This is the third in a series of posts about skills. If you haven’t already, read the other posts first:
Cutting through the BS and Sorry folks, but “Microsoft Office” is NOT a skill.
In the second post of this series, we discussed skills and the issues around defining and specifying them. Assuming we can reach some kind of common understanding of this valuable new currency, the next step is to find a way to generate meaningful skills and job data.
Shaky data – shaky results
Big data from online job platforms or professional networking sites can yield a wealth of information with a much higher granularity than the usual data gathered by national statistics offices in surveys – especially regarding skills. One reason is that, unlike printed advertisements, employers do not have to pay by space for online job postings and thus can provide more detailed information on the knowledge and skills they require. This online data also allows for a much larger sample to be monitored in real time, which can be highly valuable for analysts and policy makers to develop a timely and more detailed understanding of conditions and trends on the labor market.
However, when working with the data that is available online, such as online job advertisements (OJA) or professional profiles (e.g., LinkedIn profiles), we need to be clear on the fact that this data is neither complete nor representative and therefore any results must always be interpreted with caution. Not only because of the obvious fact that the results will be distorted, but more importantly because of the implications. Promoting certain skills based on distorted data can be harmful to the labor market: if workers focus on obtaining these skills – which by nature tend to be derived from data biased towards high-skilled professionals in sectors such as IT and other areas involving higher education – they are less likely to opt for career paths involving other skills that actually are in high demand, e.g., vocational careers in skilled trades, construction, healthcare, manufacturing, etc.
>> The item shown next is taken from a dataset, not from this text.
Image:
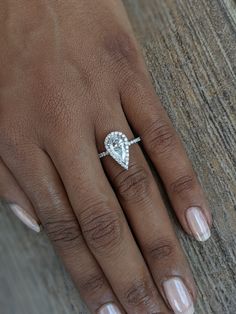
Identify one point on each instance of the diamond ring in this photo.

Despite the fact that digitalization will primarily affect better educated workers with high wages in industrialized countries, simply because it is much easier to digitalize or automate at least some of the tasks in these jobs than those in many blue-collar and vocational occupations such as carpentry, care work, etc. The last thing any labor market policymaker would want is to accentuate the already critical skill gap in this area. Or create an even tighter labor market for certain professions, say, IT professionals . Similarly, education providers seeking to align their curricula with market demand need reliable data so as not to amplify skill gaps instead of alleviating them. And yet, a growing number of PES are relying on this often shaky data for decision making and ALMP design.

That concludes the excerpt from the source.